Member of the Bundestag from Lower Saxony
- Incumbent
- Assumed office 2025

Personal details
- Born: 15 February 1979 (age 47) Bramsche
- Party: Die Linke (since 2009)
- Other political affiliations: PDS (2002–2009) SDP (until 2002)
- Alma mater: Leibniz University Hannover

= Maren Kaminski =

German politician (born 1979)

Maren Kaminski (born 15 February 1979) is a German politician from Die Linke. She was elected to the Bundestag in the 2025 German federal election.

== Life ==
Kaminski studied social sciences at the Leibniz University Hannover. She then became union secretary of the Education and Science Union. She lives in the Linden-Limmer borough of Hanover and has a daughter.

== Political career ==
She was initially a member of the Social Democratic Party (SPD) and active in the Young Socialists (Jusos). As a result of the Hartz reforms of the Schröder government, she switched to the Party of Democratic Socialism (PDS). In 2013, she ran as a mayoral candidate for The Left Party in Hanover. From 2007 to 2013, she was monitored by the Lower Saxony Office for the Protection of the Constitution, which had placed an informant on her. She is the district chairwoman of The Left Party in Hanover.

=== State elections ===
In the 2013 Lower Saxony state election, she ran as a direct candidate in the Hanover-Buchholz constituency.
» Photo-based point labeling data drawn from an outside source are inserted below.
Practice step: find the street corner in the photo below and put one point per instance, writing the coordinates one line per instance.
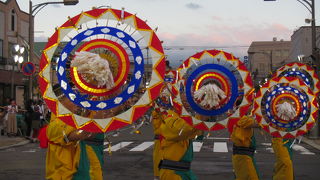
(8, 142)
(315, 143)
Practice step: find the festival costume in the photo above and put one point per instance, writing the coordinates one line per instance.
(98, 84)
(244, 146)
(176, 148)
(283, 168)
(72, 160)
(157, 118)
(286, 107)
(12, 120)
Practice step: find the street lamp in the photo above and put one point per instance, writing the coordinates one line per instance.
(18, 52)
(33, 11)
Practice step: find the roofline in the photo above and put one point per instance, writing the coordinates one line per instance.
(7, 2)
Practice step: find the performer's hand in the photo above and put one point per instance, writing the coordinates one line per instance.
(78, 135)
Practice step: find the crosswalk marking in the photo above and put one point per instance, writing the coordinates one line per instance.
(143, 146)
(197, 146)
(220, 147)
(118, 146)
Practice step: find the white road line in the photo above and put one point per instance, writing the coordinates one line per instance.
(266, 144)
(143, 146)
(118, 146)
(302, 149)
(30, 150)
(197, 146)
(220, 147)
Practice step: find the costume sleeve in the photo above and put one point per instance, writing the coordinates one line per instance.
(156, 121)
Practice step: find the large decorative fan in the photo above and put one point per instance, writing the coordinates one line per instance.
(285, 107)
(215, 90)
(101, 70)
(302, 71)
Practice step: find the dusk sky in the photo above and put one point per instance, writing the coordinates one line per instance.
(194, 22)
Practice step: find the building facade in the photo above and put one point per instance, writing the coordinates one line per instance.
(301, 43)
(14, 29)
(266, 56)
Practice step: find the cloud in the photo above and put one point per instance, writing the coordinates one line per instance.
(193, 6)
(227, 35)
(231, 38)
(216, 18)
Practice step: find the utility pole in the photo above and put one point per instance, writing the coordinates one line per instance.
(31, 47)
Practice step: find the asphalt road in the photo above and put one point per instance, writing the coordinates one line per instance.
(132, 159)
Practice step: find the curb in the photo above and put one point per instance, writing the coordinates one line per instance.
(14, 145)
(311, 143)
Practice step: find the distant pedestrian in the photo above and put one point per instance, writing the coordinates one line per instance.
(35, 122)
(12, 110)
(42, 112)
(244, 146)
(283, 167)
(29, 116)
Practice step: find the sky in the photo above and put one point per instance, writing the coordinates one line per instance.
(214, 23)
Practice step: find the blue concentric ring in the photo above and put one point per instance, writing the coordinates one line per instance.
(305, 79)
(234, 89)
(303, 99)
(136, 77)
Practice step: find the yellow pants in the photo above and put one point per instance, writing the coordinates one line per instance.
(244, 168)
(283, 168)
(166, 174)
(156, 157)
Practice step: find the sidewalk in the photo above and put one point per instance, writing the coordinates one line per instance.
(8, 142)
(312, 142)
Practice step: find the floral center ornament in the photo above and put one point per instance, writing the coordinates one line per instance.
(95, 67)
(215, 90)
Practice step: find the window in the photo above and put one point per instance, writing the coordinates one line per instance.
(13, 20)
(262, 67)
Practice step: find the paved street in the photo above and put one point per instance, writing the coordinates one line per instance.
(131, 158)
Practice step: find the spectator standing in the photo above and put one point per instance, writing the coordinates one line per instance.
(12, 110)
(42, 113)
(35, 122)
(29, 116)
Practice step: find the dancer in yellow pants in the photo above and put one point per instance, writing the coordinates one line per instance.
(283, 168)
(243, 150)
(176, 148)
(157, 119)
(72, 154)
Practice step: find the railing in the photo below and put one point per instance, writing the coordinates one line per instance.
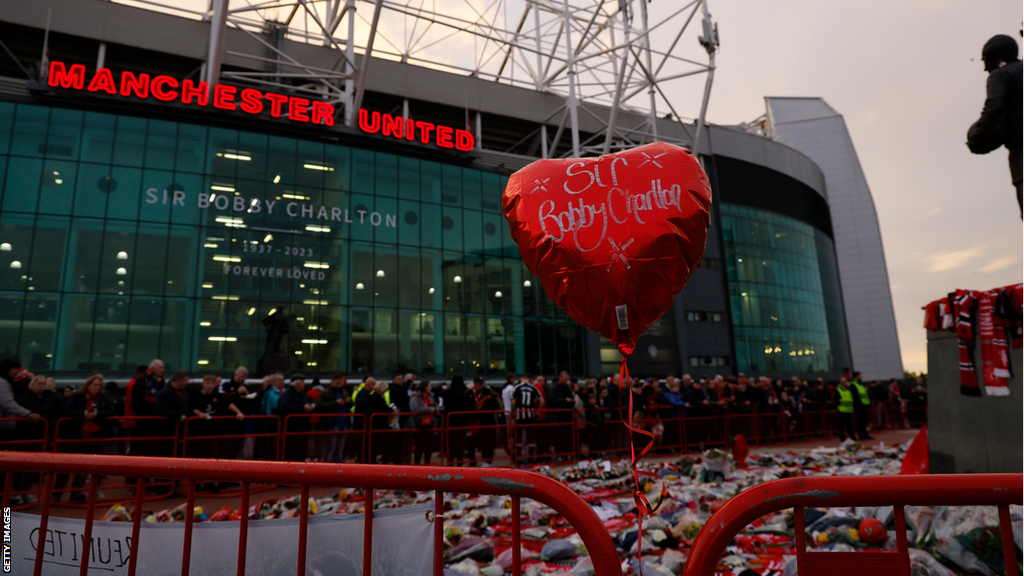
(896, 491)
(516, 484)
(466, 438)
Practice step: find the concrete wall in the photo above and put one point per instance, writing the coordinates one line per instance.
(972, 435)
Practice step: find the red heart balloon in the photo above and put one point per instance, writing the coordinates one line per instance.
(612, 239)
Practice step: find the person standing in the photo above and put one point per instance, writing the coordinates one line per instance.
(9, 408)
(860, 404)
(46, 403)
(335, 400)
(144, 399)
(172, 402)
(425, 405)
(846, 404)
(486, 406)
(1001, 121)
(525, 401)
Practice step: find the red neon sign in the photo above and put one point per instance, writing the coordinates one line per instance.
(166, 88)
(409, 129)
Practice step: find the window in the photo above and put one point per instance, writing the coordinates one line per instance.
(709, 361)
(697, 316)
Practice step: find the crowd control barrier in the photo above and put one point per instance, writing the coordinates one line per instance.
(494, 438)
(516, 484)
(30, 436)
(320, 438)
(897, 491)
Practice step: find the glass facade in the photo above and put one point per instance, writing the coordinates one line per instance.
(124, 239)
(783, 293)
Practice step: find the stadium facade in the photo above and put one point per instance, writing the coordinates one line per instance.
(142, 217)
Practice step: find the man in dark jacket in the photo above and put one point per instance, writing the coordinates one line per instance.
(172, 402)
(1001, 121)
(295, 401)
(144, 397)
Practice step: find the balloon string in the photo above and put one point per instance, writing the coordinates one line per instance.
(643, 505)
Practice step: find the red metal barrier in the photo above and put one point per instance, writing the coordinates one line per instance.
(896, 491)
(475, 435)
(226, 438)
(517, 484)
(552, 438)
(25, 440)
(153, 436)
(321, 438)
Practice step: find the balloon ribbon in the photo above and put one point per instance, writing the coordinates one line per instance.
(644, 506)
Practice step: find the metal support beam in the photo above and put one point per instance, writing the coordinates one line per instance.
(215, 52)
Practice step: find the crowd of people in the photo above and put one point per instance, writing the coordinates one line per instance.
(154, 404)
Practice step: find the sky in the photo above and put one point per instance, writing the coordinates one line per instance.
(908, 80)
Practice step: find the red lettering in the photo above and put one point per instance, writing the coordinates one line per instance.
(252, 100)
(202, 92)
(275, 101)
(392, 125)
(425, 129)
(157, 86)
(464, 140)
(103, 80)
(139, 85)
(298, 110)
(374, 123)
(223, 96)
(444, 136)
(61, 77)
(323, 111)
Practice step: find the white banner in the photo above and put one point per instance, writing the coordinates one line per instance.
(402, 545)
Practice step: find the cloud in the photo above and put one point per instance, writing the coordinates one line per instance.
(998, 263)
(951, 259)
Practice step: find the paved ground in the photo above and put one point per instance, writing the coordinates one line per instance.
(214, 503)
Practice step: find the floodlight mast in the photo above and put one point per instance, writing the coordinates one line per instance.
(594, 53)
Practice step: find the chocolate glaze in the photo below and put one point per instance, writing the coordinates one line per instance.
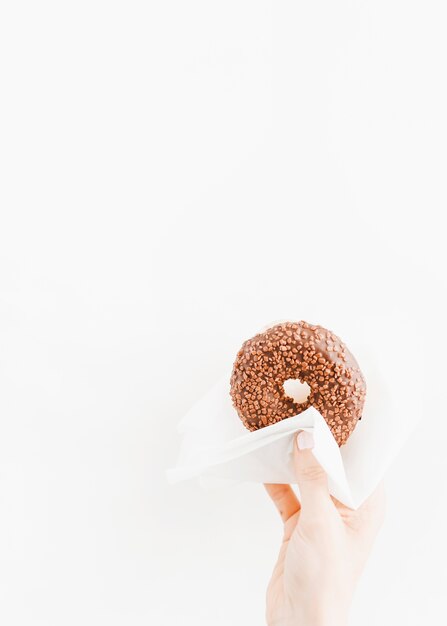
(305, 352)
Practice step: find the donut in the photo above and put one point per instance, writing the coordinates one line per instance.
(311, 354)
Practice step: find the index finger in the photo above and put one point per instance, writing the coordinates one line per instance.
(284, 499)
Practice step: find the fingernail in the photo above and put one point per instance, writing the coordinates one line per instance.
(305, 440)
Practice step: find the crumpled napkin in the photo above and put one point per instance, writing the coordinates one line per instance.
(216, 447)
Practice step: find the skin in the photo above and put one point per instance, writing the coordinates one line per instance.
(324, 548)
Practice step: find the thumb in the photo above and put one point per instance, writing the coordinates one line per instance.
(311, 477)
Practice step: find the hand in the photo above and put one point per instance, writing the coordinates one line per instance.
(324, 548)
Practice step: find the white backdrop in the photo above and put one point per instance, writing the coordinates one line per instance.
(175, 175)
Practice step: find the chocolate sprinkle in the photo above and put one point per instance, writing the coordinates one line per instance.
(311, 354)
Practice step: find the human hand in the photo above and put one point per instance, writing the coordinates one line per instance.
(324, 548)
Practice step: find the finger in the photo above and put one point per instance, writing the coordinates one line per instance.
(374, 506)
(311, 477)
(284, 499)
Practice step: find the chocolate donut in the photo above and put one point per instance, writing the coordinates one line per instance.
(311, 354)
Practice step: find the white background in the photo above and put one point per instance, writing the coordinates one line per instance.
(170, 172)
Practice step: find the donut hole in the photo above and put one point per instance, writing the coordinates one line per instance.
(295, 389)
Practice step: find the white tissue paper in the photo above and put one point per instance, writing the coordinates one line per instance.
(217, 448)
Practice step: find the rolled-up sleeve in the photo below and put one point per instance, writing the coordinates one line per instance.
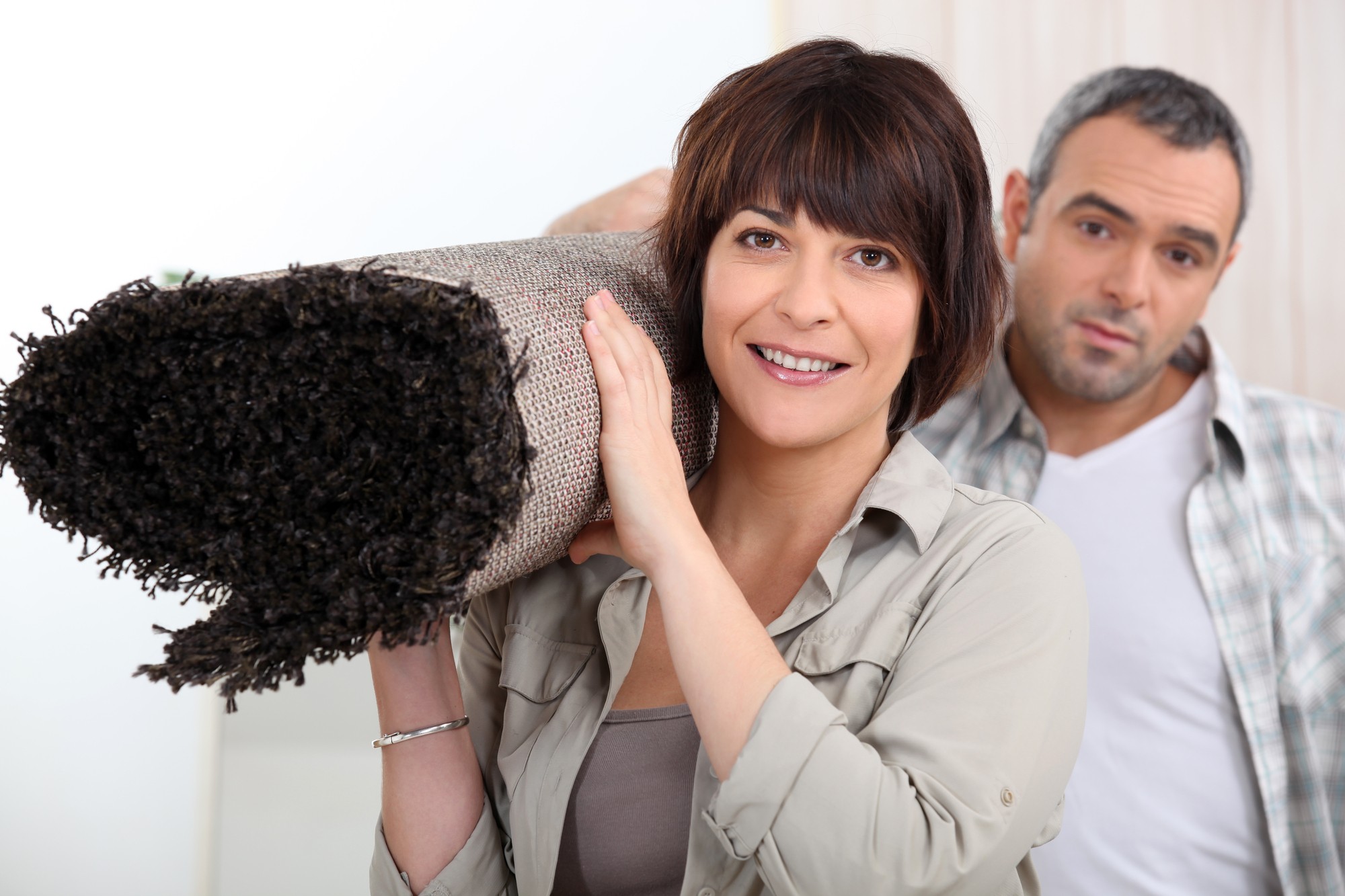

She ran as a direct candidate in the Langenhagen constituency in the 2022 Lower Saxony state election.

=== Federal elections ===
In the 2005 German federal election, she ran as a direct candidate in the constituency of Hannover-Land I for Die Linke.

In the 2009 German federal election, she ran as a direct candidate in the Osnabrück City constituency for Die Linke.

In the 2025 German federal election, Kaminski ran as a direct candidate in the constituency of Hannover II and on the list position of the Die Linke Lower Saxony. She won 10,888 (5.5%) of the first votes. She was elected to the Bundestag via the state list.